In fact, as its gymnastic practitioners, or capoeiristas crouch, twirl and bound, evading attacks via spectacular flips and graceful somersaults then countering at lightning speed from unanticipated angles – the cinematic fighting style seems to celebrate superior aesthetics. A triumph of elaborate form married to fierce function.
Although Cambodia has a rich history of combative sports, one would not necessarily expect to find a place to practice capoeira in Phnom Penh. After all, how could an esoteric Afro-Brazilian martial art find its way to Cambodia? Since early 2004, however, a group of capoeiristas have been meeting twice weekly to practise this tradition that combines sparring and dance to create a martial art unlike any other.
With origins in the tribal communities of pre-Colonial Africa, capoeira was developed by black slaves in the Brazil. It is heavily reliant on music, with musicians maintaining a constant beat during matches, using traditional drums and stringed instruments. The ideal result is a graceful flow of acrobatic fighting manoeuvres that sync with the beat.
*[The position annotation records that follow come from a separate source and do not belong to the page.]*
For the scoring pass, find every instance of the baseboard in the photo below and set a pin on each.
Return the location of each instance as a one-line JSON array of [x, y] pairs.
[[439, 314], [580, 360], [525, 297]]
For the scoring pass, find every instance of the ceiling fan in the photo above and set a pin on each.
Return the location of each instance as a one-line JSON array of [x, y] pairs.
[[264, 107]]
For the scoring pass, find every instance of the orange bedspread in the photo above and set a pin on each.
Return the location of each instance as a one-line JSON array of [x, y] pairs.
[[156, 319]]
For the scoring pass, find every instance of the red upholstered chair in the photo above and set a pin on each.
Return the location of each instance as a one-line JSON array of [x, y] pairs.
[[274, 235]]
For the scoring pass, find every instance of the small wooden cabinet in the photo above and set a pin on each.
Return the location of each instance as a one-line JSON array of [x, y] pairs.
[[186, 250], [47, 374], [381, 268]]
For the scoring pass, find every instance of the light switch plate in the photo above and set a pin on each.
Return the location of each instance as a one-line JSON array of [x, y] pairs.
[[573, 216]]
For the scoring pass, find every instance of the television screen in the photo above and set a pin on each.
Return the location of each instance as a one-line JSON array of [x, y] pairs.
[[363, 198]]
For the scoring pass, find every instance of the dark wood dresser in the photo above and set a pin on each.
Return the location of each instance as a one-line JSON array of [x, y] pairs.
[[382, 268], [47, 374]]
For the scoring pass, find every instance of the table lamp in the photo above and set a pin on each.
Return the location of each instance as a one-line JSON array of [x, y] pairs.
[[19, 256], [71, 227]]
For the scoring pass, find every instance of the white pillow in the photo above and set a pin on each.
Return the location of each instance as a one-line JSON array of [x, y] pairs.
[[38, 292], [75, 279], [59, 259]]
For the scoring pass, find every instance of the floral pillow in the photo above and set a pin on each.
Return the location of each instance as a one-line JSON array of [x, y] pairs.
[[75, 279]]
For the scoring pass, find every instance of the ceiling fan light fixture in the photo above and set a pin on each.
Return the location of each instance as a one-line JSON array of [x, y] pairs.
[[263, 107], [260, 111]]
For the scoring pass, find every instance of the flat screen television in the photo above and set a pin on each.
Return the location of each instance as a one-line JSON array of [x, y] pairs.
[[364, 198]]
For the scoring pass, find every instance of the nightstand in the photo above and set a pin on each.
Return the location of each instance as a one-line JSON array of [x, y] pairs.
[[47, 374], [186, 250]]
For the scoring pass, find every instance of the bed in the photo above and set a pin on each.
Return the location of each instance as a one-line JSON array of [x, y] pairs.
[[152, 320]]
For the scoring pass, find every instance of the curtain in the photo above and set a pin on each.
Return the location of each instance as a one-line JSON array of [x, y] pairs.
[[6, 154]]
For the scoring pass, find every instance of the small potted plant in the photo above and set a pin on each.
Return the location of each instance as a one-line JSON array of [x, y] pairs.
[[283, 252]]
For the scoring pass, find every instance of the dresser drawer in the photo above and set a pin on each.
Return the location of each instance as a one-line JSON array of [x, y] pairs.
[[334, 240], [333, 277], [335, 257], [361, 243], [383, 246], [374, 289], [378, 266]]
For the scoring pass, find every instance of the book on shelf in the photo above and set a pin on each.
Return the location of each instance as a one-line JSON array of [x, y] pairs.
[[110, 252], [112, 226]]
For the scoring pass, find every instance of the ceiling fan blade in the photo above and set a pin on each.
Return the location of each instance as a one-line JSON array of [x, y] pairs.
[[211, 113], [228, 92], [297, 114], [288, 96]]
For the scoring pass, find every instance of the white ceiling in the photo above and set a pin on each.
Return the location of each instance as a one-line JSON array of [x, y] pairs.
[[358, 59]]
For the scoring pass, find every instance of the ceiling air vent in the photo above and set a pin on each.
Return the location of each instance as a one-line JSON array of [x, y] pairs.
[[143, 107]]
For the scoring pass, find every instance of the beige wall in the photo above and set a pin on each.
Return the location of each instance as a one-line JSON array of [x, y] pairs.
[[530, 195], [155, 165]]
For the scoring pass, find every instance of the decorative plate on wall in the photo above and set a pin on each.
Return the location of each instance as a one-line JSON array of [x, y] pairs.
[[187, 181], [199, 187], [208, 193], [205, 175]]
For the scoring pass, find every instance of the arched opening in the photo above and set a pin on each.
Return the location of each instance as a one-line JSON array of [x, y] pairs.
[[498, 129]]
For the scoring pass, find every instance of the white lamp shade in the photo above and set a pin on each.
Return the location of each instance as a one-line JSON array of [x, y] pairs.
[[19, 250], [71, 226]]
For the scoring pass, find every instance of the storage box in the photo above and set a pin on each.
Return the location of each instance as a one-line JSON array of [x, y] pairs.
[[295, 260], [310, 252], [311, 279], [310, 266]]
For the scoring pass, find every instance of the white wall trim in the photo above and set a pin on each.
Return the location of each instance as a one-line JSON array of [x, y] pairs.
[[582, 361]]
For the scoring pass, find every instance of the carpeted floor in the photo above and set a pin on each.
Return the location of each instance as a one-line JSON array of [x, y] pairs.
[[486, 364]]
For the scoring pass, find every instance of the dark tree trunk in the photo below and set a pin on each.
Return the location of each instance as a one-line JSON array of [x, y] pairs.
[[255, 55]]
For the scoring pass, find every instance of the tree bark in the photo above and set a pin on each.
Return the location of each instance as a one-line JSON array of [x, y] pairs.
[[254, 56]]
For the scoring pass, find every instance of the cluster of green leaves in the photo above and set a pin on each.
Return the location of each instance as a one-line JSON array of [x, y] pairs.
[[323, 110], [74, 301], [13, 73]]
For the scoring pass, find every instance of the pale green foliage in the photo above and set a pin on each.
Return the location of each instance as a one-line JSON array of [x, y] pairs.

“This mixing with music and dance is really fun,” said Michel Ghigo, one of the primary instructors. “You can really do what you want.”
Ghigo explained that the musical overtones of capoeira were developed out of necessity by slaves to conceal the sport’s true nature. “The slaves weren’t allowed to train in martial arts, so they hid it by making it a dance.”
The fundamental movement of capoeira is the ginga, the art form’s fundamental movement, which provides the basis for attacks and blocks. During matches, opponents will move their feet in a roughly triangular pattern, maintaining one hand for blocks and one for strikes. Attacks usually come in the form of kicks and sweeps, while defenders use acrobatic techniques to evade attacks, using cartwheels, hand stands and even head-spins.
Although it’s technically a martial art, Capoeira practitioners do not aim to incapacitate an opponent – in fact, it is common for dominant attackers to not deliver the coup de grace once they’ve aptly demonstrated their technique, agility and superiority.
Ghigo said capoeiristas don’t use the word “fight”. “We call them ‘plays’,” he said. True to its roots in dance, the idea is to harmonise with the musical spirit of the play rather than to unleash raw aggression.
There are two main styles of capoeira – capoeira Angola, which is sometimes described as more “dance-like”, and capoeira regional, which is closer to the sport’s fighting origins.
Although the latter is the more common form of capoeira, capoeira Kampuchea utilises elements of both schools. The Phnom Penh club has no formal affiliation with any international capoeira federation, nor does it follow any formal ranks or hierarchies.
The classroom is in a small preschool called “Choo Choo” on Street 21, about one block east of the International School of Phnom Penh on Norodom Boulevard.
For prospective students, the first lesson is free, with each subsequent lesson costing US$3 (or $15 for one month) – a bargain compared to gym membership premiums, and a far more colourful experience to boot.
Plus, taking up any new sport offers a social dimension. “We come to lessons to be free, to play and to have fun with all this music and all these people,” said Ghigo.